According to NBC affiliate KSDK, the university will pay $10,000 for attorney fees and has already eliminated its speech zone after the College Republicans, with help from the Alliance Defending Freedom (ADF), challenged the constitutionality of the school’s free speech policy in October.
SIUE maintains, however, that it only agreed to the settlement in order to avoid “the much great cost of protracted federal litigation.”
[RELATED: Cops tell activists their ‘free speech ball’ ‘scared’ students]
“The University is pleased to reach an agreement, but some clarity is necessary regarding the University’s policies and procedures,” the university said in a statement provided to KSDK. “SIUE has always supported the notion that every student should be able to speak freely and peacefully, regardless of their political viewpoint and without fear of being punished.”
The university also added that it is “constantly reviewing and modifying its policies and procedures, and would have been happy to talk with the College Republicans, the Alliance Defending Freedom, or others, had they brought their concerns to our attention prior to filing the lawsuit.”
According to the lawsuit, the university restricted its free speech zone to “less than 0.0013% of the entire SIUE campus” and did not “provide any alternative locations for student speech outside the Speech Zone.”
“Defendants’ Speech Policies and their practice of limiting students’ and student organizations’ expressive activities to a single Speech Zone at SIUE facially violates the First Amendment because it prohibits students and student organizations from engaging in speech in public areas of the campus other than the limited area of the Speech Zone,” the lawsuit argued.
As previously reported by Campus Reform, conservative students at the university were confronted in September by a campus police officer, who told them that their free speech ball was “scaring” classmates and that they had failed to secure the proper permission to hold the demonstration.

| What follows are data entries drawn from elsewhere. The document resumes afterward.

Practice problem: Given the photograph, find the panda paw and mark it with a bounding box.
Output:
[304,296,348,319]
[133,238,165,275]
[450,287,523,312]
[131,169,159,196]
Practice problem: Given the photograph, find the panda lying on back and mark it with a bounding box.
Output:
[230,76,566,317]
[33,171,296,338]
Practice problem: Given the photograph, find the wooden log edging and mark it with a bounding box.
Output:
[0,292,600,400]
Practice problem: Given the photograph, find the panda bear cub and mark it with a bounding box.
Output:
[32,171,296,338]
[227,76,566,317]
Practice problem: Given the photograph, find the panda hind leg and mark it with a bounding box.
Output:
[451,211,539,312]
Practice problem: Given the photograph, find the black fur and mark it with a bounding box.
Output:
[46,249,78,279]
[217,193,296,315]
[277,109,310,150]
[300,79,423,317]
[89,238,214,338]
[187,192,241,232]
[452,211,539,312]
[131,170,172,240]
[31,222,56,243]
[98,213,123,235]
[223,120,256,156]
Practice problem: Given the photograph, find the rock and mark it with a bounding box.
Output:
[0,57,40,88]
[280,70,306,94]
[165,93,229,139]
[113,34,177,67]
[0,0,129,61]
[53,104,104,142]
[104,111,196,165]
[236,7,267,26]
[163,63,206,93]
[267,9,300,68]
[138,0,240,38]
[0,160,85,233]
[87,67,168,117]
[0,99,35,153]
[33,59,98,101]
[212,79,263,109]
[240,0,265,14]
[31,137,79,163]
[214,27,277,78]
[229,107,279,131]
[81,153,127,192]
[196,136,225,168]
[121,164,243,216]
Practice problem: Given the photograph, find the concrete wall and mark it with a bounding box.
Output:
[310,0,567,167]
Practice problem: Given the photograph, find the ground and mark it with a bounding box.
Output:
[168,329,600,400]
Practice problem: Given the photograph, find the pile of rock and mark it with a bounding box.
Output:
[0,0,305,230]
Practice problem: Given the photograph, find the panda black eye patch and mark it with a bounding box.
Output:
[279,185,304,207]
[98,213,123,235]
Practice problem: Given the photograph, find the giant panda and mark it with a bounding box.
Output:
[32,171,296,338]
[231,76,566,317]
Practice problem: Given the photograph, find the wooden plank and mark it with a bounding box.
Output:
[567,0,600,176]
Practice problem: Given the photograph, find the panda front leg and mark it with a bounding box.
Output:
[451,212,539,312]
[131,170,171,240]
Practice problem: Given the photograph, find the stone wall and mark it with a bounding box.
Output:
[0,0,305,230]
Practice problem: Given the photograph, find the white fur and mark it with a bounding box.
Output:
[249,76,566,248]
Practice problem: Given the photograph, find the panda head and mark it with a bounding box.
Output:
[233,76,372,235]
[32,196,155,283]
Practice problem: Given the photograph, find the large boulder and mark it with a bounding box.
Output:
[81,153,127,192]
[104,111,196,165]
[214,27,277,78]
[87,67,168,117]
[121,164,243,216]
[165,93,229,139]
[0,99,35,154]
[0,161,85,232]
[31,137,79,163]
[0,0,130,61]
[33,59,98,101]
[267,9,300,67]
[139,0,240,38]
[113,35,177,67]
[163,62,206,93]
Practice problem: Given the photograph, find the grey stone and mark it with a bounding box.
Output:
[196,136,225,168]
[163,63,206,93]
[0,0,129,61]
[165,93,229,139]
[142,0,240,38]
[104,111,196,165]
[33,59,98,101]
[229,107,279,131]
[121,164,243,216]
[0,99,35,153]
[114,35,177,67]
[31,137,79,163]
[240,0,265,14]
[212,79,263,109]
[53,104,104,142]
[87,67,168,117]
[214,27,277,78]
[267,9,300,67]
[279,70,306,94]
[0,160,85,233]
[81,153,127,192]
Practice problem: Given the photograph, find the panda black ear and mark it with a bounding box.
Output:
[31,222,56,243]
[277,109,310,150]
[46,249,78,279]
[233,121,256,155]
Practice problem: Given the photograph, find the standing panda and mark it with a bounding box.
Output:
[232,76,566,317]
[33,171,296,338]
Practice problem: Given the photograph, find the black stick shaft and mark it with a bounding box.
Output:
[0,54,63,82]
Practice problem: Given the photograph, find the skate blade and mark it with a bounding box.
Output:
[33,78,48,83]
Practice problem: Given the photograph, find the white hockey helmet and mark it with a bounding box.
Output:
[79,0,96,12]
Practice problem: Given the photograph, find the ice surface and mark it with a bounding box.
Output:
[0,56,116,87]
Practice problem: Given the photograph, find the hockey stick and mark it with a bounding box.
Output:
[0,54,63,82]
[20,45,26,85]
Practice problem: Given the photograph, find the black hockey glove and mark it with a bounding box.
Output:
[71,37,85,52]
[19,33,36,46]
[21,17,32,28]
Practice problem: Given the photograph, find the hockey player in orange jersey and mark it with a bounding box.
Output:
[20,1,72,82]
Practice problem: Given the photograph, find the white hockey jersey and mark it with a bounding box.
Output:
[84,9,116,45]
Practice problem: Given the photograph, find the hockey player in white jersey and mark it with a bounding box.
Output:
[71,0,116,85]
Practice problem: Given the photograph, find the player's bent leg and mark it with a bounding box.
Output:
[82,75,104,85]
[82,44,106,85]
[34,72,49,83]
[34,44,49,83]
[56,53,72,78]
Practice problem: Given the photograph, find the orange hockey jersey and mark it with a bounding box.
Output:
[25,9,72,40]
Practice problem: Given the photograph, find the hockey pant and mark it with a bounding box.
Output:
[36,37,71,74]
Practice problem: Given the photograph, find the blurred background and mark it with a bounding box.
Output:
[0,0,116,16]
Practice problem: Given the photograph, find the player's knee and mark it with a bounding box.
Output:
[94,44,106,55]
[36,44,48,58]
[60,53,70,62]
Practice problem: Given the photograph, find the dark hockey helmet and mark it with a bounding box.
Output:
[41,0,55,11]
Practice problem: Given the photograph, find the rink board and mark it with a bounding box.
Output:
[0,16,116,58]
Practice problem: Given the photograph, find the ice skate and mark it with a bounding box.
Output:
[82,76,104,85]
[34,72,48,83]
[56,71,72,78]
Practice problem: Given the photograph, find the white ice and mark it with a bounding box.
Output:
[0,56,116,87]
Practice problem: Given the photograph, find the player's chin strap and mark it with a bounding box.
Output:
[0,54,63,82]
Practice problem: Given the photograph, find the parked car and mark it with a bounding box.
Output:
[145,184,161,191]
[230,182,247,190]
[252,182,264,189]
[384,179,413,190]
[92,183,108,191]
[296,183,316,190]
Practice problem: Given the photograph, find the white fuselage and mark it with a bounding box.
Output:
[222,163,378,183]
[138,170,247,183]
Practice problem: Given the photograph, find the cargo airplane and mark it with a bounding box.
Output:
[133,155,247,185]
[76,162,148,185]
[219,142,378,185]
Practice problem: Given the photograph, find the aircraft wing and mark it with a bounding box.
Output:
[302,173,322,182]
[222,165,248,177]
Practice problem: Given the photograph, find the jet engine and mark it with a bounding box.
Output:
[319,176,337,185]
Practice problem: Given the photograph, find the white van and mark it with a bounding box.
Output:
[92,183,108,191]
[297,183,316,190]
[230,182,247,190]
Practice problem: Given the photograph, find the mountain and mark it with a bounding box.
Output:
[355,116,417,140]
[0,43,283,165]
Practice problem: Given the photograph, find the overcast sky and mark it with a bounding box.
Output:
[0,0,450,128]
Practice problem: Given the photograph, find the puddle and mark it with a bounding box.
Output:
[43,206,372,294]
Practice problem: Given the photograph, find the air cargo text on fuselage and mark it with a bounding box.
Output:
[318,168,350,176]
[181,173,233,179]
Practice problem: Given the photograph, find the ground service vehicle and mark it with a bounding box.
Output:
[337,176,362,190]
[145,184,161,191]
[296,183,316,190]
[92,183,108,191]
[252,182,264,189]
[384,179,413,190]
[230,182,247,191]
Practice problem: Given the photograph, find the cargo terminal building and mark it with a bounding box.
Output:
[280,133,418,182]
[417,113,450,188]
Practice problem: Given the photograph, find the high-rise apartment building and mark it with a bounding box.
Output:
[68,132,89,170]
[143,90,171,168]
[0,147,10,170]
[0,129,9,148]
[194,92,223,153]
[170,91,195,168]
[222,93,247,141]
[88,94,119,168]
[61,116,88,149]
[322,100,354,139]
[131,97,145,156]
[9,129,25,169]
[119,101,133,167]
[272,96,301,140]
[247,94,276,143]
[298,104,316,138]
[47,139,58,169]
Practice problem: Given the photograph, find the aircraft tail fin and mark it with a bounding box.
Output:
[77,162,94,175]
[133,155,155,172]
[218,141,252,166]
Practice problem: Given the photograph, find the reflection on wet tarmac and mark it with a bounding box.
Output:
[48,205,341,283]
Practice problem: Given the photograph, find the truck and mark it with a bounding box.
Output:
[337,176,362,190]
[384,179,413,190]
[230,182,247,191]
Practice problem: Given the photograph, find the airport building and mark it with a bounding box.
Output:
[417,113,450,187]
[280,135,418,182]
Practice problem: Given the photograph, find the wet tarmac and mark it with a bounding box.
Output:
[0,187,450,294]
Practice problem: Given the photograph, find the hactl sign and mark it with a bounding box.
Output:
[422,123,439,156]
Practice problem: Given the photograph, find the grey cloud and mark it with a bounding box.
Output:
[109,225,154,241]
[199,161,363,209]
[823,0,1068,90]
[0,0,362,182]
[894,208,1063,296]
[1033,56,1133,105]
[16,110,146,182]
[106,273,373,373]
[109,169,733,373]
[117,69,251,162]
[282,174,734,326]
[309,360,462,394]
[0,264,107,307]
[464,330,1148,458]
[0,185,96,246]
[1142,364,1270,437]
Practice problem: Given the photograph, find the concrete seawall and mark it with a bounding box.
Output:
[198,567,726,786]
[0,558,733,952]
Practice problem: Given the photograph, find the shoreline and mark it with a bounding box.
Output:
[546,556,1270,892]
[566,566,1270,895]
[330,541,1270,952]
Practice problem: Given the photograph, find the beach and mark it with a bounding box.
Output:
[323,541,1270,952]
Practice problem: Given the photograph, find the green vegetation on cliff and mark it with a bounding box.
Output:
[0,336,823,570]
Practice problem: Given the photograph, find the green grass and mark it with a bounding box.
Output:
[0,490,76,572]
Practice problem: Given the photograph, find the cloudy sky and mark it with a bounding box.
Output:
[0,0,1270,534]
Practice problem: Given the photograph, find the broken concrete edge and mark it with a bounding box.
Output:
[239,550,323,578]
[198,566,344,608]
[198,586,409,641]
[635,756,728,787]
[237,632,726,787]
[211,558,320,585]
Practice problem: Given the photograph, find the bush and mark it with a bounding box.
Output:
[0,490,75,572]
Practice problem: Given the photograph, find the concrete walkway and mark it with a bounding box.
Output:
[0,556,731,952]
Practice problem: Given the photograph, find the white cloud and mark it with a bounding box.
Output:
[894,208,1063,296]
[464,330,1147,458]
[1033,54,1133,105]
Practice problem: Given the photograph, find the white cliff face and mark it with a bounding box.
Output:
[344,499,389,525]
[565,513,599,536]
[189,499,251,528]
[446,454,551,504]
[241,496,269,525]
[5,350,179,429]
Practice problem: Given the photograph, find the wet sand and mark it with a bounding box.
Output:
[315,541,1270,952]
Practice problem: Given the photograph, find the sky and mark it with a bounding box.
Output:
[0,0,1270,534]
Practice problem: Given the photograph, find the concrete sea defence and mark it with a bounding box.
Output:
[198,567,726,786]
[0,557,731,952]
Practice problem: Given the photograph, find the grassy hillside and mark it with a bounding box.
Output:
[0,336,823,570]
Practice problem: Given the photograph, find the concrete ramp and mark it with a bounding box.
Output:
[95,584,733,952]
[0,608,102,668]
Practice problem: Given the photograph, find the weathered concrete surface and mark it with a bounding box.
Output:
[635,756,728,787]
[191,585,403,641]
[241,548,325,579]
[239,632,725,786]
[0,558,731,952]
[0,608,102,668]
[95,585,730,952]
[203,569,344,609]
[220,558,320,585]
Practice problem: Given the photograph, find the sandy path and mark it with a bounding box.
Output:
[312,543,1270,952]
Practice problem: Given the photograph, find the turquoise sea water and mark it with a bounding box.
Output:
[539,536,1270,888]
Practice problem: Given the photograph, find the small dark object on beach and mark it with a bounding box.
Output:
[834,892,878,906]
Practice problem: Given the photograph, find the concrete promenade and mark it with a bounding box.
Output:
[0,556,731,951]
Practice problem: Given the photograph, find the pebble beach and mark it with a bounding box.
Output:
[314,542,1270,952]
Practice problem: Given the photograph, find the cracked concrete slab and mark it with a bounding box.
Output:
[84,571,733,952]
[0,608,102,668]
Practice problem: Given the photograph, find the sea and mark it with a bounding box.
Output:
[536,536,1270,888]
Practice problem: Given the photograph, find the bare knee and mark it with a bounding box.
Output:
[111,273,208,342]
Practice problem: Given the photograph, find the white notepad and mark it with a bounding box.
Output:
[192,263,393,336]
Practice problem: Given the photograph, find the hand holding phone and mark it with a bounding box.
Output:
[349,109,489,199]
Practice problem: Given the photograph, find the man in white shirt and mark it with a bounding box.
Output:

[RELATED: GVSU settles with conservatives, gives up ‘speech zones’]
When the students objected that they were simply exercising their First Amendment right to express themselves in a public place, the officer rejected their contention, arguing that the state university campus is not public.
“This is not considered like a public place. Right now, we’re going to have to put the ball away,” one officer told the student activists at the time, further noting that the ball “is freaking a lot of people out.”
Despite settling the suit, however, SIUE continues to dispute the students’ primary allegations, insisting that it has never restricted student speech to a free speech zone nor required a permit or other form of administrative approval for free speech.
“SIUE has not limited student free speech activities to less than one percent of the SIUE campus and has demonstrated that fact many times,” the school’s statement declared, adding that “SIUE did not agree to pay damages, because there were none.”